… and we’re back on the question of “how small a solder powder particle do I need, to achieve a certain bump height or bump diameter”?. There are a lot of factors that control this, but after taking the metal loading and other, second order, variables out of the picture, the two main questions to be answered are:
- How big is the bump (width or height)?
- What is your allowable bump height / diameter variability?
As solder bump dimensions shrink, the finite size of the particles in the solder paste used to form that bump affects the final solder bump variability. See the figure below for a visual description:
The variability therefore comes from each solder paste deposit containing a certain number of solder particles; more or less solder particles than the one next to it and so on. The question then is: how many solder particles (n), and of what diameter (d)?
Note that n = [N(max)-N(min)] / 2
You can see the effect of this in the enclosed table:
For example, from the above table, for a bump diameter of 200microns and allowable variability of 5microns (2.5%) across the substrate, if the number of solder particles in each deposit can vary by up to 2 (n=2), then type 3 powder will be sufficient. If the printing process gives you a large variation from deposit to deposit - as much as 10 particles perhaps (n=10) - then type 4 powder will be needed.
I'd like to propose a new guideline (Mackie's Rule) to go with the previous two, and say that a good overestimate of the solder powder type needed for bumps of mean diameter D, and a certain desired variability, should be based on plus or minus the volume of five (n=5) solder powder particles of the largest expected diameter for a powder of that type.
Lots of questions remain - probably most critically:
1/ Variability: How do you define variability, assuming a Gaussian distribution of bump diameters? 2 sigma; 3 sigma?.

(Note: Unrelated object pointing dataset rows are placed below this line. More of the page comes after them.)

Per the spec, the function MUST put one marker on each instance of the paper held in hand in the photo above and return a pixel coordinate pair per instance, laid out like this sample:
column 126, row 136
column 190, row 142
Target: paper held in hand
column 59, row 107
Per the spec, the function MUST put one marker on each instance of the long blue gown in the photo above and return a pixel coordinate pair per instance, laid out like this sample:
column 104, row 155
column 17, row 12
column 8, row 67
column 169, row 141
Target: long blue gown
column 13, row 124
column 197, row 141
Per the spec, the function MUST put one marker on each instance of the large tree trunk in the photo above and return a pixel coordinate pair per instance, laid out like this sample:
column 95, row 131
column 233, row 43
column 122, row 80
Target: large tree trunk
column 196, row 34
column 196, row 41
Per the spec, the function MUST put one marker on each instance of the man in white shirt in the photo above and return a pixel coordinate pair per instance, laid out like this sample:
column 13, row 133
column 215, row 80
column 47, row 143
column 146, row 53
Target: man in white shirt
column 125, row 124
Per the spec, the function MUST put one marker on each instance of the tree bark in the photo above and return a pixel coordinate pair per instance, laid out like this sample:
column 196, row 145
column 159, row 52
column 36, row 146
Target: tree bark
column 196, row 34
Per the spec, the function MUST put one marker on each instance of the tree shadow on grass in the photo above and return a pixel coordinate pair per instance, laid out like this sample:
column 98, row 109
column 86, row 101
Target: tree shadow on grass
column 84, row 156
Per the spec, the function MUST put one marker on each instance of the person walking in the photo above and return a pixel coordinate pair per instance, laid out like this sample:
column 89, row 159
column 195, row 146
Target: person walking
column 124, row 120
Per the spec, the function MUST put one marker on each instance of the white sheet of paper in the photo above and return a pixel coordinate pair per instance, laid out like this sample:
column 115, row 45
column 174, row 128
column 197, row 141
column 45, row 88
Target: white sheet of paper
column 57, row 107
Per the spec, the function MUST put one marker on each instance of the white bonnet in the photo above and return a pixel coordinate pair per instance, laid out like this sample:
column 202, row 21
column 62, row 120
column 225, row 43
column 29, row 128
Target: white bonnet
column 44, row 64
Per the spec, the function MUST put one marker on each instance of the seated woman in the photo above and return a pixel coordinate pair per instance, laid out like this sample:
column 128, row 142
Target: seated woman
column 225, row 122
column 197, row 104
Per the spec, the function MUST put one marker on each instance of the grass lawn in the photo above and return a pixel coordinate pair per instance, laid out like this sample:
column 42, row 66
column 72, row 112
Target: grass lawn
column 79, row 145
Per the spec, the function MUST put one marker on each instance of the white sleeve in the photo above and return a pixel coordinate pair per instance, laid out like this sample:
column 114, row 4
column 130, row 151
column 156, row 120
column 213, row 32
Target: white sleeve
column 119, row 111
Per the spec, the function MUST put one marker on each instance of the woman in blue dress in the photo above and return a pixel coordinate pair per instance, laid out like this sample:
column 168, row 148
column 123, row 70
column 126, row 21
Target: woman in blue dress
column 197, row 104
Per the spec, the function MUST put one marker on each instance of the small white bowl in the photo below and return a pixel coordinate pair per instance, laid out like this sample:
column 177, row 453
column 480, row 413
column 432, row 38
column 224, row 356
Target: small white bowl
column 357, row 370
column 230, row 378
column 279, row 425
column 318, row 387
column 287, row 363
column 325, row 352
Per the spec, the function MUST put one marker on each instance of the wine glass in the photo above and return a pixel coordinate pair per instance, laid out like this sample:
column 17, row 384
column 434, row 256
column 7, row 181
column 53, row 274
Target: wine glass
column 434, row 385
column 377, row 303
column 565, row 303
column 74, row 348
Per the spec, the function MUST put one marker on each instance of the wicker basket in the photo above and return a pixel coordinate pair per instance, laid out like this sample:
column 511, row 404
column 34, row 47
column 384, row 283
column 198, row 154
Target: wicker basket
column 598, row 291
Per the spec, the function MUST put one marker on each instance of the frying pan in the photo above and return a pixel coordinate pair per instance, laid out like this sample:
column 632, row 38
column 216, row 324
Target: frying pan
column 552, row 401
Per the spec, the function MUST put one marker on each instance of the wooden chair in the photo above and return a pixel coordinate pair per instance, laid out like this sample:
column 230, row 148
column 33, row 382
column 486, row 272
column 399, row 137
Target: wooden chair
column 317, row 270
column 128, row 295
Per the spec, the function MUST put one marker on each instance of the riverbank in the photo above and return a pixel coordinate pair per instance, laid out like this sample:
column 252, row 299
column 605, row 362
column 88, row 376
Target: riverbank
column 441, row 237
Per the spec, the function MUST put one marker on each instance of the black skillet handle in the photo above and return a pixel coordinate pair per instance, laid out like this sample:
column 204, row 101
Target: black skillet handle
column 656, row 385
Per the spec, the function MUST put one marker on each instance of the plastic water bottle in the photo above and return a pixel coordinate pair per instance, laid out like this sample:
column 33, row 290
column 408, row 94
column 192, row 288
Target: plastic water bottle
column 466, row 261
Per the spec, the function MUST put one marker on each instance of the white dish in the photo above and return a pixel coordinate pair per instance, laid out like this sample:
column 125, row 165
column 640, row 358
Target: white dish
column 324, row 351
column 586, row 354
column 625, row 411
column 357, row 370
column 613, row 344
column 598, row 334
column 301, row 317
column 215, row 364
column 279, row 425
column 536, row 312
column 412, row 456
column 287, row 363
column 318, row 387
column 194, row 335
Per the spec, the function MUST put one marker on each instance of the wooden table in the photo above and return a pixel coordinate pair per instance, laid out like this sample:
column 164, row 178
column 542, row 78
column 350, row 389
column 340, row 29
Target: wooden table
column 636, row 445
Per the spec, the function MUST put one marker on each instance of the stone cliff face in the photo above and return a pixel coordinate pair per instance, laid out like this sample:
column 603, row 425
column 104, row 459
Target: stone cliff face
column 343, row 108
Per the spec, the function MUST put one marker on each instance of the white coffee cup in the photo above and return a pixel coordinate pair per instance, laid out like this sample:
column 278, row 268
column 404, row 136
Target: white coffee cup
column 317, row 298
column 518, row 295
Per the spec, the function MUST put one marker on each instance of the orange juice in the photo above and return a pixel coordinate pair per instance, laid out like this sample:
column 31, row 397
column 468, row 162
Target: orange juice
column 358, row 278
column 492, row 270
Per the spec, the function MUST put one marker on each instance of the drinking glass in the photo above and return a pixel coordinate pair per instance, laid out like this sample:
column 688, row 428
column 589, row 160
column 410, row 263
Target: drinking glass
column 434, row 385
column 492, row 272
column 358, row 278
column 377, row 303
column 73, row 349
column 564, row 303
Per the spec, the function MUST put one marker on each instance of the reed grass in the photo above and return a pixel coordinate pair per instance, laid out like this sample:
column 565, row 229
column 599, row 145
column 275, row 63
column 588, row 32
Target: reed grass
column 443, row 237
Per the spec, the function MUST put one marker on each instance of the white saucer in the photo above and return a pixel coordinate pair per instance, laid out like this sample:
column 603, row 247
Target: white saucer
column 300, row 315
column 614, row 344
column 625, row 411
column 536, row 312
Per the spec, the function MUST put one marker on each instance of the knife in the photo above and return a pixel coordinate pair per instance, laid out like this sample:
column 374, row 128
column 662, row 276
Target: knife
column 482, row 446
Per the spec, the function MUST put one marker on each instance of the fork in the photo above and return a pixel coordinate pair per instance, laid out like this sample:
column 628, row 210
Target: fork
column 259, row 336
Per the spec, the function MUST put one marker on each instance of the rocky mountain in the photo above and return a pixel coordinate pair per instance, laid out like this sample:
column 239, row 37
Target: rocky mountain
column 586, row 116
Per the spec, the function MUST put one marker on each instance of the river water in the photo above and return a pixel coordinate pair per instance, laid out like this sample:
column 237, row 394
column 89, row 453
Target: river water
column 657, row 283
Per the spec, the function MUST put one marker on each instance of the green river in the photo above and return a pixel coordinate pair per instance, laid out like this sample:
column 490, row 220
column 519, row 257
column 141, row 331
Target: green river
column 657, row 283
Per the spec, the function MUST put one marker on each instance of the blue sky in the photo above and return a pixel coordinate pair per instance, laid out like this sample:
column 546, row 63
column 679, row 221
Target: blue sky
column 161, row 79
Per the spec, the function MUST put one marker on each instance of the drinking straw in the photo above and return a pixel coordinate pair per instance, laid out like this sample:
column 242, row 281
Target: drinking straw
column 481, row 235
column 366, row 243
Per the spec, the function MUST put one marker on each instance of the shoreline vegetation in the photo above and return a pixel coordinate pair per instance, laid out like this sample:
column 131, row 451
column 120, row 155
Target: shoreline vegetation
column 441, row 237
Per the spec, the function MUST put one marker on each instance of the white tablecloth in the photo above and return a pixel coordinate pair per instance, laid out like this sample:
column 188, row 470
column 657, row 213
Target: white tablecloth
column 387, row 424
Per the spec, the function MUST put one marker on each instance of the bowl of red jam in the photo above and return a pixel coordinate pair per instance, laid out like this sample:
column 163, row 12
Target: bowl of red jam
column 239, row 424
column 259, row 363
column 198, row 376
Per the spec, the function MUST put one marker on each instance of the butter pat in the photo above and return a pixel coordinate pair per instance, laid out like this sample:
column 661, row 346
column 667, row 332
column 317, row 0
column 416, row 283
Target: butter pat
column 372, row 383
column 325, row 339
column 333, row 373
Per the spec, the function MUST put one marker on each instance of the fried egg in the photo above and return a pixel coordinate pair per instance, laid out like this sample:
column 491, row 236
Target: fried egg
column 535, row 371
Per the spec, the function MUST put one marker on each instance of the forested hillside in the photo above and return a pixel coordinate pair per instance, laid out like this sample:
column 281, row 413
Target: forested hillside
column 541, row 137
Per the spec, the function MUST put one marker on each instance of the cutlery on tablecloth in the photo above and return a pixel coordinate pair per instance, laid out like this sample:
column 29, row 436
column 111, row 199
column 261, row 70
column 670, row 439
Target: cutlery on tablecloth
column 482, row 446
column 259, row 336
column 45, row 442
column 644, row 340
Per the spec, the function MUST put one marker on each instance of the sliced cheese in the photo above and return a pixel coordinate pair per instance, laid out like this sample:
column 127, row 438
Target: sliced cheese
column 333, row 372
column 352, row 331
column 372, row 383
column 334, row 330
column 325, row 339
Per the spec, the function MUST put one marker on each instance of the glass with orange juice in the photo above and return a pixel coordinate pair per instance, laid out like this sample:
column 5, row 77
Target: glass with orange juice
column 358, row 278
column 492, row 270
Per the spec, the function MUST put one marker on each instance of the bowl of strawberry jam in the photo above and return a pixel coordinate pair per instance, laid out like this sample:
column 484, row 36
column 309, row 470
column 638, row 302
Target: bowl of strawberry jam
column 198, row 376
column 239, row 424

2/ Print Process: Also note that this Rule is based on the FCI "drive-in" process discussed last time. Release of solder paste from the stencil will increase the variability, and also (critically) make it time dependent, due to the thixotropy of the paste.
3/ Can the bump diameter be used as a reasonable estimate of a spherical bump?
I am looking forward to someone proving me wrong, but at least we have a basis for recommendations.
Also, many thanks to Ron Lasky for pointing out the absence of clarity in the original description of the approach above.
Cheers! Andy